33. File Servers

Part of the 22C:116 Lecture Notes for Fall 2002
by Douglas W. Jones
THE UNIVERSITY OF IOWA Department of Computer Science

Introduction

Consider a distributed system, with many machines scattered around a net. Some machines have disks, some have none. What are the alternative approaches for providing file service on this system?

There are two separate questions: First, how is the responsibility for disk I/O, file mapping and directory management divided between different clients and servers, and second, how is file service presented to users.

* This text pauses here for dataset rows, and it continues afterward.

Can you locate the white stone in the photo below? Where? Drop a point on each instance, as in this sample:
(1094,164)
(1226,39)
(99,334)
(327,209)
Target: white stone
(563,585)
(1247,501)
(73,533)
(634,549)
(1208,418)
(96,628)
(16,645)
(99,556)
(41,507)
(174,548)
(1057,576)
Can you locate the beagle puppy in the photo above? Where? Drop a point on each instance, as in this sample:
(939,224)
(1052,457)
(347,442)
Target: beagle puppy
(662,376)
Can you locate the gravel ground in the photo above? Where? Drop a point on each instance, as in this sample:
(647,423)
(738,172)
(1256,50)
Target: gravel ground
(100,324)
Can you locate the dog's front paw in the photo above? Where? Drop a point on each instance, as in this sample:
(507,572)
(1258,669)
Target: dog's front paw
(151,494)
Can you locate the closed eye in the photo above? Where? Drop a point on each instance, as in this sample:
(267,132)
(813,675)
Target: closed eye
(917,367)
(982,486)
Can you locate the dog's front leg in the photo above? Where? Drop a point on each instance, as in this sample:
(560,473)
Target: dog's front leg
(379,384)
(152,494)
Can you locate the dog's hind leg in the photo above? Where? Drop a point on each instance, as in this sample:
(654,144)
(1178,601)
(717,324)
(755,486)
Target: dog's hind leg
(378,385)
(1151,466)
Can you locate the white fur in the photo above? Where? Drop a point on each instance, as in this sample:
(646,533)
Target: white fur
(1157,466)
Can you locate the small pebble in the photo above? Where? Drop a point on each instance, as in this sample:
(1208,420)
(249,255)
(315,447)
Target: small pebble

The answer to the first question may vary between a monolithic file server, where all details of file service, from directory management to disk I/O, are handled by the same server, to a fully distributed file server. The answer to the second question may range from servers that present a Unix-like model of disk I/O to those that support a stateless model of I/O.

Monolithic Servers

A monolithic file server can be easily implemented, for example, by taking a conventional file system, for example, that of Unix or Windows, and simply offering its services to remote users. This requires a single server process that awaits requests for file service from remote users and then performs the indicated operations on the local file system.

The Unix NFS system, developed by Sun microsystems, is a slightly modified variant on this theme. Under NFS, each client machine has its own file system, with an intermediate layer inserted between the local file system and the client applications code. This intermediate layer interprets an added component of each open file descriptor that indicates whether the indicated file is local or remote. For local files, the I/O requests are passed on to the local file system. For remote files, the NFS protocol is used to communicate with a remote server.

Furthermore, the NFS extensions to Unix allow a remote server to be mounted in the same way as any other file system may be mounted, by adding the tree of files supported by the remote server as a subtree of the local file hierarchy. In the extreme, diskless clients can be supported by mounting the remote server as the root of the local file system.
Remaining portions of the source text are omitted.